Yaşlı Bilge’ye son arzusu sorulduğunda, cevabı “Kırk liram ve saatim var. Oğluma verirsiniz.” olmuştu. Kendisine “Oğlunuz da idam edilecek.” dediklerinde, acıyla, “O zaman beni oğlumdan önce asın.” isteğinde bulunmuştu. Tam bu sırada oğlu Resik Usen, boynuna geçirilmiş iple son nefesini veriyordu. Seyit Rıza’nın son isteği yerine getirilmemişti.
Seyit Rıza, idam edilmek için meydana çıkarıldığında hava soğuk, gece zifiri karanlıktı ve etrafta idamları gerçekleştirecek ekip dışında, kimseler yoktu. Ayaklarını emin adımlarla sehpaya koyduktan sonra büyük kalabalığa seslenir gibi haykırdı: “Evladı Kerbelayime, bê gunayime, Ayıvo zulimo, Cinayeto!” (Evladı Kerbelayıh. Bi hatayıh. Ayıptır. Zulümdür. Cinayettir.)
Dersim’de aralarında Seyit Rıza’nın da bulunduğu yedi büyüğümüzün idam edildiğini biliyoruz ancak geride ömür boyu hapis cezalarına çarptırıldıktan sonra cezaevlerinden cesetleri çıkan diğer Dersim büyüklerine ilişkin kesin bir bilgiye henüz ulaşılamadı. Onlarca Dersimlinin insanlık dışı koşullarda aç ve sussuz bırakıldıktan sonra hayatlarını kaybettikleri ve cesetlerinin ailelerine teslim edilmek yerine kimsesizler mezarlığına gömüldükleri biliniyor. Bugün sadece Seyit Rıza ve altı yol arkadaşını değil; Civlet Ağa, Cevraile Areki, Qeme Ağaye Usuvu ve Qemer Ağaye Heyderu şahsında farklı cezaevlerinde ölüme mahkum edilenleri de saygıyla ve minnetle anıyoruz. O mahkemede yargılanan Dersimlinin kimliği ve onuruydu. Onlar Dersim’in onurunu temsil ediyordu.
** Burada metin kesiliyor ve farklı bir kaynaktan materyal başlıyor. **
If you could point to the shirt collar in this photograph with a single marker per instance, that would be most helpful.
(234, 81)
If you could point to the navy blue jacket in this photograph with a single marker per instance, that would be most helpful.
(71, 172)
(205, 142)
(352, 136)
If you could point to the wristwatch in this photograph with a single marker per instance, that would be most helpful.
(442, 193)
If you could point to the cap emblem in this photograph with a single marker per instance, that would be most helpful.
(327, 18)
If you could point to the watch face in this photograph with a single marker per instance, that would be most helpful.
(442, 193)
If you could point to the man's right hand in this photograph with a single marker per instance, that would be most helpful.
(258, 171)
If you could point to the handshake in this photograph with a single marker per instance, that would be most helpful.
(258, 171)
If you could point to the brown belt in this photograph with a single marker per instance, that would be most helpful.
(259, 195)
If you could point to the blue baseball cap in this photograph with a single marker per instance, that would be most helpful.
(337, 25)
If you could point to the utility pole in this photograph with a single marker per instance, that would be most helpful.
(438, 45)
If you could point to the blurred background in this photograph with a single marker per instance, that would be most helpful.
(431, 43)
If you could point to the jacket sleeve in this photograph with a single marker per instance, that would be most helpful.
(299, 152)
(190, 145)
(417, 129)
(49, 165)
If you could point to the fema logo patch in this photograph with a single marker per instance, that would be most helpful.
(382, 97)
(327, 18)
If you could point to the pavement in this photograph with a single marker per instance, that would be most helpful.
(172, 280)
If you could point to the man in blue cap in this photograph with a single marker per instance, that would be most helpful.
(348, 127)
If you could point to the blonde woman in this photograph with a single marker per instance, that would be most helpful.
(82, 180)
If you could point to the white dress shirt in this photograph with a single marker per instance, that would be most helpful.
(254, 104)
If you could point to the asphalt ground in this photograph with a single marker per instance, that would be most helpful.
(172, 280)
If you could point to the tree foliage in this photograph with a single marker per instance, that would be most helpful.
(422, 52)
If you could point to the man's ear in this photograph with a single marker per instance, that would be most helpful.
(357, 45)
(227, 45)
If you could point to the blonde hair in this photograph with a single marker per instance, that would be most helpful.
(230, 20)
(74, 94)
Seyit Rıza, Uşenê Seydi, Fındık Ağa, Hesene İvrayim, Aliye Mirzali, Hesen Ağa ve Resık Usen’in mezar yerlerini hala bilmiyoruz. Dolayısıyla 80 yıl önce Seyit Rıza ve arkadaşlarını idam ettiren zihniyet hala değişmiş değil. 80 yıl önce yaşandı ve bitmedi… Dersim büyüklerinin, Dersim’in büyük değerlerinin boyunlarına geçirilen ip, halihazırda boğazımızı sıkmaya devam ediyor.